The fuyu tree produces fruit from the persimmon family. The sweet, nutritious fruit is very hardy and is not astringent like many other types of persimmons. For these reasons, it has become quite popular in the United States since it was brought from Asia and introduced to the country in the early 1900s. Often called the Japanese persimmon, the fuyu tree is striking in that the fruit remains on the tree after the leaves have fallen. Plant a fuyu in your own garden and enjoy the fruit straight off of the tree.
Choose the right location. Fuyu trees thrive in warm temperatures and grow best in USDA zones 7 through 10. Plant them in an area that receives around 6 hours of full sunlight daily.

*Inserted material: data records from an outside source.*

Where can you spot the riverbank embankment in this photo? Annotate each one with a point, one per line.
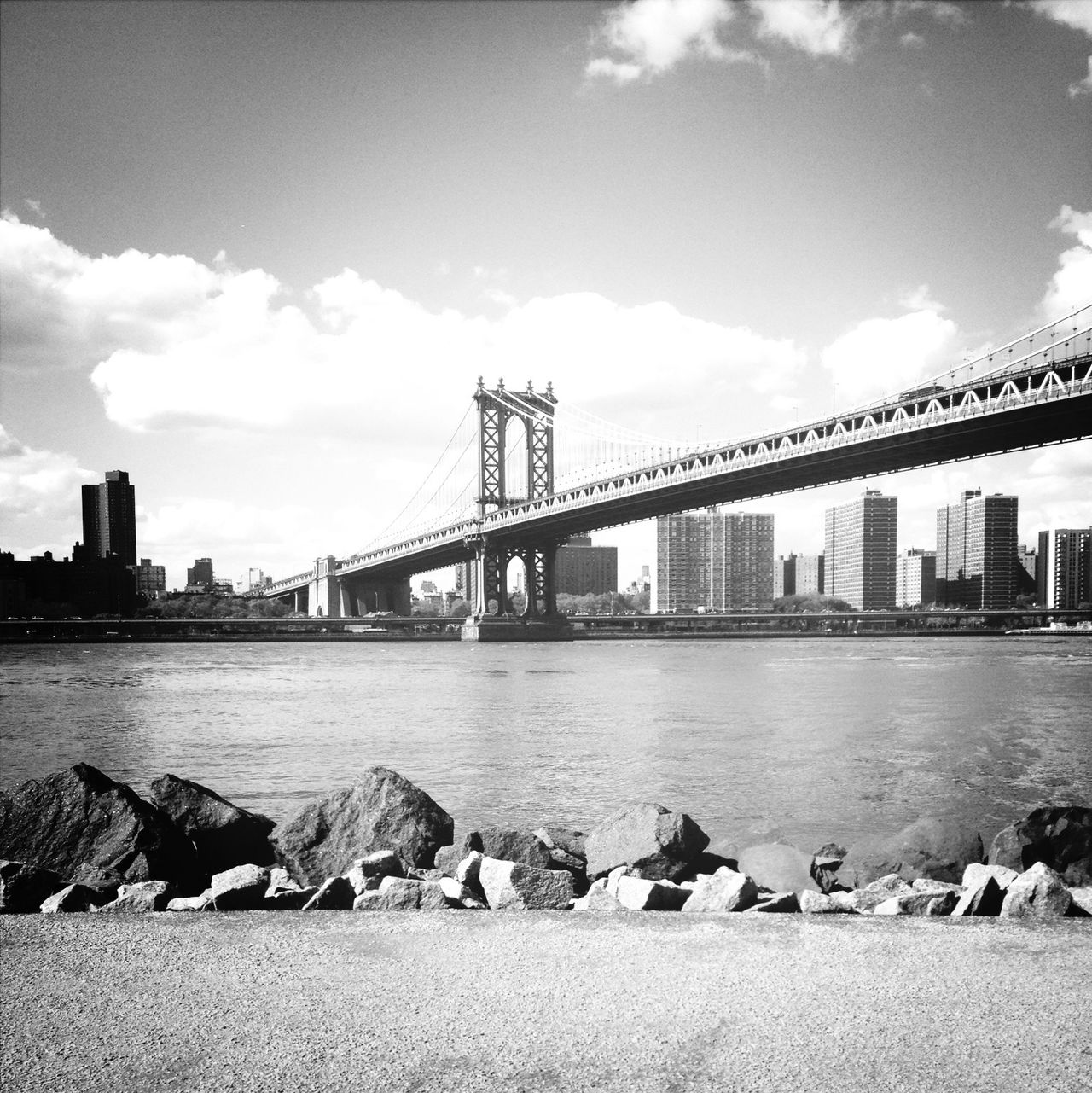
(392, 1002)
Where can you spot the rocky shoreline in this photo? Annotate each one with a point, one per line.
(78, 840)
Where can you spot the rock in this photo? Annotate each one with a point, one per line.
(512, 886)
(723, 892)
(290, 898)
(374, 867)
(448, 857)
(241, 887)
(401, 893)
(139, 898)
(1058, 835)
(777, 867)
(1038, 892)
(598, 898)
(566, 840)
(224, 834)
(982, 898)
(74, 898)
(105, 882)
(918, 902)
(827, 903)
(636, 893)
(468, 870)
(80, 816)
(778, 903)
(24, 887)
(659, 843)
(880, 890)
(976, 872)
(202, 902)
(929, 847)
(334, 893)
(508, 844)
(380, 811)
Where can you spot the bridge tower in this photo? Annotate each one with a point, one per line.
(488, 573)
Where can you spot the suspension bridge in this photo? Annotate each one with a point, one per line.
(521, 471)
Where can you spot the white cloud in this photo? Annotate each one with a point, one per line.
(882, 355)
(1083, 86)
(1072, 285)
(652, 36)
(173, 342)
(1073, 14)
(35, 482)
(819, 27)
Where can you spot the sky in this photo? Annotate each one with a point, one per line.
(257, 255)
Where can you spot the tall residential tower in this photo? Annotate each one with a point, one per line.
(859, 551)
(109, 518)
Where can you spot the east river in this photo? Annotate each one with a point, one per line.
(816, 739)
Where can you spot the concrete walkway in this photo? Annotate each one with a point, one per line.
(447, 1002)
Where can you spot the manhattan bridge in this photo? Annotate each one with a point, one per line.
(523, 471)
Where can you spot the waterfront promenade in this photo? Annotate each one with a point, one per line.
(465, 1002)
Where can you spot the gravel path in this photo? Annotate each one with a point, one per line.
(334, 1000)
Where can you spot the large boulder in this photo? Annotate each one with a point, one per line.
(1058, 835)
(80, 817)
(937, 849)
(778, 868)
(649, 837)
(241, 887)
(510, 886)
(140, 898)
(1038, 892)
(224, 834)
(723, 892)
(24, 887)
(380, 811)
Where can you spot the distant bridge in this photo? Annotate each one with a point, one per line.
(1025, 396)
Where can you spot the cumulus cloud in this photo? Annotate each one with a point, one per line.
(1072, 284)
(1073, 14)
(35, 482)
(882, 355)
(819, 27)
(1083, 86)
(648, 38)
(170, 342)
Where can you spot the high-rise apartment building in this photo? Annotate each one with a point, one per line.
(109, 518)
(150, 578)
(200, 575)
(798, 575)
(584, 570)
(976, 552)
(714, 561)
(915, 578)
(1064, 573)
(859, 551)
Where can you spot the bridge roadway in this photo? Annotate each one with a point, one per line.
(1041, 404)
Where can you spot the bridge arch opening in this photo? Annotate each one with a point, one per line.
(516, 584)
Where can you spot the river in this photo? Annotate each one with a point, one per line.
(813, 739)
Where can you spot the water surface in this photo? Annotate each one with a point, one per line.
(824, 739)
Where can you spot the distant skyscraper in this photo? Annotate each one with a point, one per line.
(976, 552)
(859, 555)
(582, 568)
(200, 575)
(1064, 573)
(715, 561)
(109, 518)
(915, 578)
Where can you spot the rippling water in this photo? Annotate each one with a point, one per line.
(828, 739)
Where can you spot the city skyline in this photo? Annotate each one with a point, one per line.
(261, 272)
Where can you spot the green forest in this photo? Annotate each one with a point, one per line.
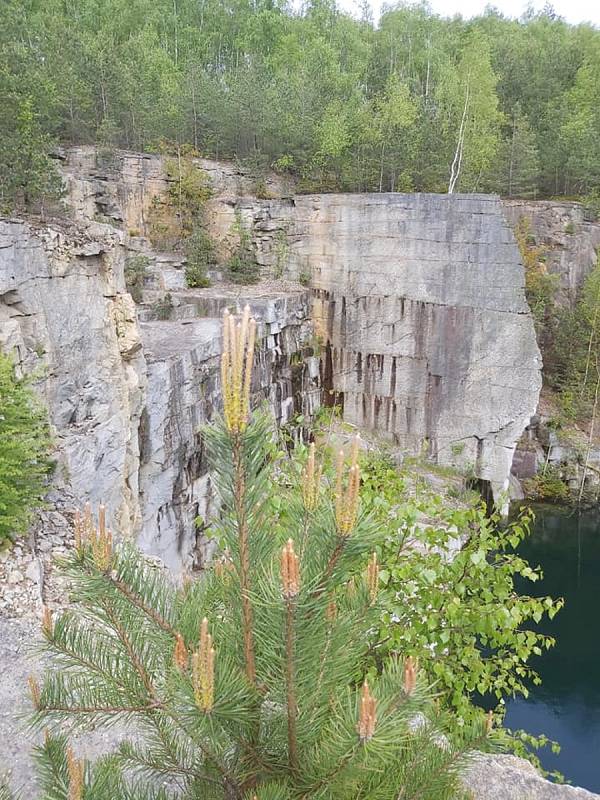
(414, 103)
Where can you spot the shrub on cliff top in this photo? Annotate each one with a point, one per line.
(251, 682)
(24, 444)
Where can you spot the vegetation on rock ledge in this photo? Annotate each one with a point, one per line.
(24, 447)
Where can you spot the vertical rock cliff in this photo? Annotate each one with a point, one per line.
(416, 306)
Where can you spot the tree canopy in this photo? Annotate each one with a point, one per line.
(419, 102)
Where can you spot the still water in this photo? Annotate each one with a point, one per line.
(566, 707)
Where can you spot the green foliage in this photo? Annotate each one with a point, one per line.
(163, 307)
(547, 486)
(242, 266)
(572, 354)
(540, 286)
(318, 95)
(24, 448)
(282, 718)
(200, 256)
(460, 614)
(136, 270)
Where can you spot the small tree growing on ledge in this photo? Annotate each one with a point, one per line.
(250, 682)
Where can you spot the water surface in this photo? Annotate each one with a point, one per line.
(566, 707)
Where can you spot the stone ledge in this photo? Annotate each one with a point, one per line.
(506, 777)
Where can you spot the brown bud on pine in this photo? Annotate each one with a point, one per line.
(410, 675)
(331, 611)
(203, 670)
(75, 771)
(373, 577)
(346, 502)
(311, 481)
(236, 369)
(47, 625)
(35, 691)
(290, 571)
(180, 654)
(367, 719)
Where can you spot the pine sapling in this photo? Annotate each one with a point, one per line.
(250, 681)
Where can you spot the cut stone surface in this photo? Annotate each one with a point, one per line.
(505, 777)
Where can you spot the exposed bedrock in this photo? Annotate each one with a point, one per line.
(67, 319)
(416, 300)
(420, 301)
(127, 398)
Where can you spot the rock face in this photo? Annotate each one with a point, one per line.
(420, 302)
(127, 398)
(569, 239)
(184, 392)
(65, 314)
(505, 777)
(416, 307)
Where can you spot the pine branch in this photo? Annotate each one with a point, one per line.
(153, 706)
(242, 526)
(126, 642)
(292, 703)
(229, 778)
(137, 601)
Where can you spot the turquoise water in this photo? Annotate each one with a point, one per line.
(566, 707)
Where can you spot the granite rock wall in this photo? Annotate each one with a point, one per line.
(419, 300)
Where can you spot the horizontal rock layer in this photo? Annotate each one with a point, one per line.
(420, 302)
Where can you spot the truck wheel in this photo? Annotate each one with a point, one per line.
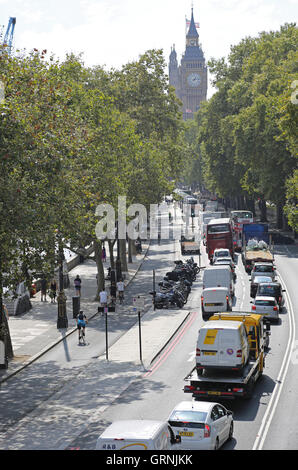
(216, 447)
(249, 390)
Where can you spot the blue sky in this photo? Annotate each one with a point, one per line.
(111, 33)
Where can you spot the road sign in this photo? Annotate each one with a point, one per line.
(138, 304)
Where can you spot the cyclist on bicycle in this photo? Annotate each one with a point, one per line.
(120, 289)
(81, 323)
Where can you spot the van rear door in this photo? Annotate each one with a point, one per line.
(227, 348)
(209, 347)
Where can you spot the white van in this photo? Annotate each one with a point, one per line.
(219, 276)
(222, 344)
(17, 301)
(138, 435)
(214, 300)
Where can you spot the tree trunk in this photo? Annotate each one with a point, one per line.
(100, 269)
(279, 216)
(123, 259)
(263, 209)
(4, 328)
(130, 242)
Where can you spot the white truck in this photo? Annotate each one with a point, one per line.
(138, 434)
(229, 384)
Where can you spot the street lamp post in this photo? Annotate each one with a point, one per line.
(62, 320)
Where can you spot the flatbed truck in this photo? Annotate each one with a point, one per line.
(189, 245)
(250, 255)
(231, 385)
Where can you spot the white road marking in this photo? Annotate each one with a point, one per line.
(272, 405)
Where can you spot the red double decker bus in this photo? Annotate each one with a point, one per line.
(240, 218)
(219, 235)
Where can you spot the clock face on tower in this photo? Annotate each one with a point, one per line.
(194, 79)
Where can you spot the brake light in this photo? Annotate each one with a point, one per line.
(207, 431)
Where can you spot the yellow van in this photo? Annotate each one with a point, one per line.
(222, 344)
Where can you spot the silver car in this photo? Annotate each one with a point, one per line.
(266, 306)
(263, 269)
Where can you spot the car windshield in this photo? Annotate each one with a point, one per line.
(263, 269)
(268, 303)
(259, 279)
(269, 290)
(190, 419)
(218, 228)
(219, 254)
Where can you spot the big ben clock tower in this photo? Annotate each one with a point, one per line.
(190, 78)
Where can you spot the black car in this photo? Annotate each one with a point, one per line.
(257, 280)
(272, 289)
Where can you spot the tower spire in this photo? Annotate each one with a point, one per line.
(192, 32)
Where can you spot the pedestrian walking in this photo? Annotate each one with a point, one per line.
(53, 290)
(120, 289)
(103, 254)
(77, 284)
(103, 298)
(43, 289)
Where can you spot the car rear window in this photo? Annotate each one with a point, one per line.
(221, 253)
(191, 419)
(268, 303)
(269, 290)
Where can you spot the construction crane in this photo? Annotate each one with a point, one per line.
(8, 38)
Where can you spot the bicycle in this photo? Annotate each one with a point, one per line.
(81, 323)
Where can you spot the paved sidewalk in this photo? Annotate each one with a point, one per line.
(35, 332)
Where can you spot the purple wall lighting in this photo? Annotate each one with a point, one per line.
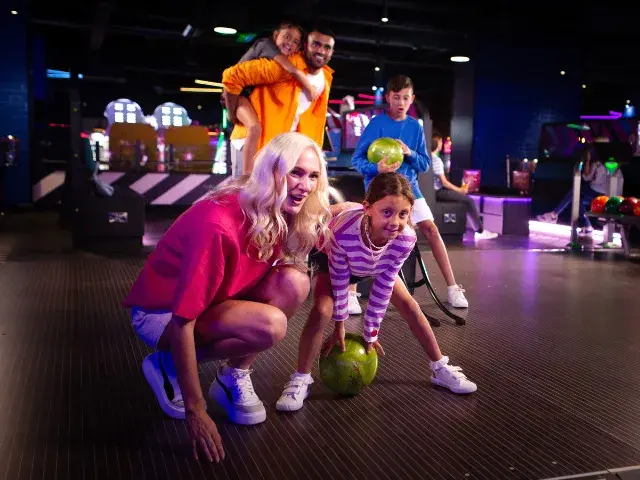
(612, 116)
(501, 199)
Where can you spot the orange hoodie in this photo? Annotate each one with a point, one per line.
(275, 98)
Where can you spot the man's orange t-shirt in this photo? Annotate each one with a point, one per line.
(275, 98)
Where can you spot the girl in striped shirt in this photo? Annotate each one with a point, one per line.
(369, 241)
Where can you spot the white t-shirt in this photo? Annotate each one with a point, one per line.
(597, 178)
(317, 80)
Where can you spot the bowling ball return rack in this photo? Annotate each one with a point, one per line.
(625, 222)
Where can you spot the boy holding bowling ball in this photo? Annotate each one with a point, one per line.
(395, 123)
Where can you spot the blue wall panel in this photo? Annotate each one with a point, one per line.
(516, 91)
(14, 101)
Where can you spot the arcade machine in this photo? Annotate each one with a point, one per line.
(350, 184)
(614, 144)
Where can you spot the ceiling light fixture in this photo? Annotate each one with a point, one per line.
(225, 30)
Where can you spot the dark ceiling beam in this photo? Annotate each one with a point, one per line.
(170, 34)
(101, 18)
(407, 27)
(421, 6)
(356, 57)
(387, 43)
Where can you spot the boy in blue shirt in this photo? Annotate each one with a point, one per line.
(395, 123)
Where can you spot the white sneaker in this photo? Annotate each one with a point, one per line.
(549, 217)
(456, 297)
(160, 372)
(451, 377)
(296, 391)
(485, 235)
(233, 391)
(353, 305)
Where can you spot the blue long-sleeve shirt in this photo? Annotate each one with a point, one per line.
(407, 130)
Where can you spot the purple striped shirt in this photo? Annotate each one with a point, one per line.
(350, 255)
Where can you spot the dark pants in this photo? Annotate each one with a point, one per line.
(446, 195)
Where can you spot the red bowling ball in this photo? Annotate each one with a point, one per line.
(598, 203)
(627, 205)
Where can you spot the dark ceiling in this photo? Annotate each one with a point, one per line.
(141, 44)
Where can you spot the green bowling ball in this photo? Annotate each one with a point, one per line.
(613, 205)
(347, 373)
(385, 147)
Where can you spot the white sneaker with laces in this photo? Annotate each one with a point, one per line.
(451, 377)
(232, 389)
(296, 391)
(353, 305)
(485, 235)
(456, 297)
(160, 372)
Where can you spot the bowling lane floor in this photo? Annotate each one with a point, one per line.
(552, 340)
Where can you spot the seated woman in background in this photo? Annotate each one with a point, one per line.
(448, 192)
(595, 184)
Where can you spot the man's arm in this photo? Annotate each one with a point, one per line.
(359, 160)
(418, 158)
(255, 72)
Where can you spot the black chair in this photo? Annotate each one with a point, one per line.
(101, 217)
(449, 217)
(351, 186)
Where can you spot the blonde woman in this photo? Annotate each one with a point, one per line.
(224, 280)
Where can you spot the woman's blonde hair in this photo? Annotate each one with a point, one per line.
(262, 194)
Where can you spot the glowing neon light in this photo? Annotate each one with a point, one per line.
(357, 102)
(612, 116)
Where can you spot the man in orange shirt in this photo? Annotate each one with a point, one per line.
(278, 99)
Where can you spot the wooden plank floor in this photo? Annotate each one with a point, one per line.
(551, 339)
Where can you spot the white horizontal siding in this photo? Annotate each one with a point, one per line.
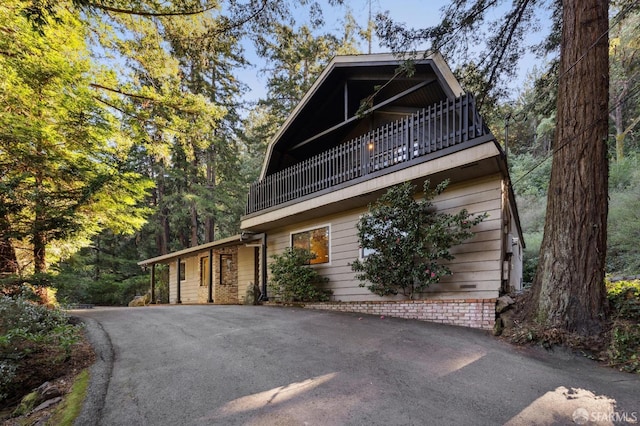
(477, 262)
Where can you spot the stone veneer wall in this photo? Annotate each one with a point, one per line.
(474, 313)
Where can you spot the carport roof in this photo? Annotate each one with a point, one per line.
(225, 242)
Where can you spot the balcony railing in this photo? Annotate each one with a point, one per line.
(448, 123)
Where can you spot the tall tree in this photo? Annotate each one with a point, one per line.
(568, 291)
(625, 79)
(59, 150)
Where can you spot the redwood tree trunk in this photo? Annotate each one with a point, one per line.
(568, 290)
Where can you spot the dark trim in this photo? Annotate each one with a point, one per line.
(369, 111)
(210, 299)
(178, 299)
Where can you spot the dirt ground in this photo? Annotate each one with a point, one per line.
(82, 356)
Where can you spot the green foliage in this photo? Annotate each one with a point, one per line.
(61, 173)
(624, 346)
(408, 241)
(623, 251)
(26, 330)
(292, 280)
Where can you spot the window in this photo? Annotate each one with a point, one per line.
(183, 268)
(226, 269)
(316, 241)
(204, 271)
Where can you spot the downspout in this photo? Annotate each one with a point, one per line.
(178, 299)
(263, 249)
(153, 283)
(210, 299)
(264, 297)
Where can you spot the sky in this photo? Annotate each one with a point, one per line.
(414, 13)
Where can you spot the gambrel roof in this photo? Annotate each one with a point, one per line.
(328, 113)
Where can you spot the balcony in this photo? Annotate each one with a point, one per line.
(414, 138)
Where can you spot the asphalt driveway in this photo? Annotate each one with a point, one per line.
(232, 365)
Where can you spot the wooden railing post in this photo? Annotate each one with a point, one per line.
(447, 123)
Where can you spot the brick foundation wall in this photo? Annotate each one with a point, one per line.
(474, 313)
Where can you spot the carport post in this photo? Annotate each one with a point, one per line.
(264, 296)
(153, 283)
(210, 300)
(178, 300)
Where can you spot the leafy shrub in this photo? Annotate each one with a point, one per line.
(293, 280)
(407, 239)
(624, 347)
(34, 341)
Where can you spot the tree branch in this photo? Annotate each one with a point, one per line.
(143, 12)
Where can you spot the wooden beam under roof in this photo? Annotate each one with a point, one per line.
(370, 110)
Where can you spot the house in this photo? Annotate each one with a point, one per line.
(365, 126)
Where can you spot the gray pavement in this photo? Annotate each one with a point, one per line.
(235, 365)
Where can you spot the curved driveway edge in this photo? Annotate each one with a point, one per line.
(99, 373)
(237, 365)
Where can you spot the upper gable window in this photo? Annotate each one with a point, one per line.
(314, 240)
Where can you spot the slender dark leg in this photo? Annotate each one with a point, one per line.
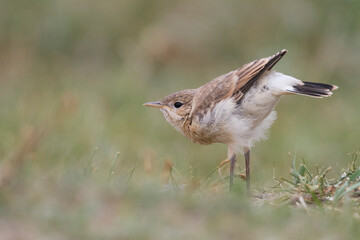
(232, 167)
(247, 166)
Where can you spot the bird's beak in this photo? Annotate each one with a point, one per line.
(154, 104)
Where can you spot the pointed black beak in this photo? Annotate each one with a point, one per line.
(153, 104)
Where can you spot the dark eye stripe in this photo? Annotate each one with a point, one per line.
(177, 104)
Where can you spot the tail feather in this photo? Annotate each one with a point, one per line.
(318, 90)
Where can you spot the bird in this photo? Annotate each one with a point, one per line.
(237, 108)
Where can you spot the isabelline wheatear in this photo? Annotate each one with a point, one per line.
(236, 108)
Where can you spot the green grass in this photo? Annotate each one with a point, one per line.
(81, 158)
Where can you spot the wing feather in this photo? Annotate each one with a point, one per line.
(232, 85)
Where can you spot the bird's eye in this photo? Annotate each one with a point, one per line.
(177, 104)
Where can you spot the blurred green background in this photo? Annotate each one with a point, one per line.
(75, 73)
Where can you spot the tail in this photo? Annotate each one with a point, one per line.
(318, 90)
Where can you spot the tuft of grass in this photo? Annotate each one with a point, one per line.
(306, 188)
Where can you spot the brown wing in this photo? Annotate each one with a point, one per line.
(233, 84)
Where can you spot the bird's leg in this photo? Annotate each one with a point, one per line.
(246, 151)
(232, 167)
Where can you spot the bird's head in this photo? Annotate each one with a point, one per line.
(176, 107)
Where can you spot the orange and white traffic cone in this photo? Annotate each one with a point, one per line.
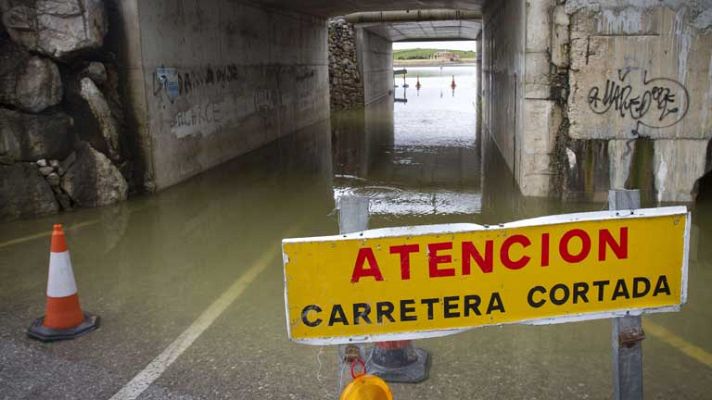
(63, 317)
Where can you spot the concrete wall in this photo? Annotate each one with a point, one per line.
(584, 95)
(375, 55)
(642, 71)
(235, 77)
(503, 44)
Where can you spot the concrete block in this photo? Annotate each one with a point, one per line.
(658, 50)
(620, 155)
(678, 165)
(538, 16)
(560, 37)
(541, 121)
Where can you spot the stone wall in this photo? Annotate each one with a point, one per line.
(345, 84)
(375, 55)
(61, 117)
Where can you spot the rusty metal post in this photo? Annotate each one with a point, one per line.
(627, 333)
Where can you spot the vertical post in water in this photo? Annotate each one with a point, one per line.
(353, 217)
(395, 361)
(627, 333)
(353, 214)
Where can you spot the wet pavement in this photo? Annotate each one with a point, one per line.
(151, 268)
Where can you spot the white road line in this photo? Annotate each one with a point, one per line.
(158, 366)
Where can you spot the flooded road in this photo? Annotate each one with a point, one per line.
(204, 258)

Prepare the soil. Fuyu trees need well-drained soil, as standing water can cause the persimmons to drop before they fully ripen. If your soil is heavy (such as clay soil), lay down an inch or two of sand on the ground, then work it into the soil with a shovel or even a rotary tiller if you have a large area. The sand will loosen the soil and help it drain easier.
Dig a hole as wide and deep as the root ball of the fuyu tree. Gently place the tree in the hole and fill in the soil. Add a layer of mulch around the base of the tree and water immediately. Keep the soil moist through the tree's first growing season, but not so moist that standing water develops.
Stake the tree if you live in a high-wind area. The trees are rather small and fragile as saplings. Secure a wooden or bamboo stake into the ground next to the tree and attach it to the tree with twine or string.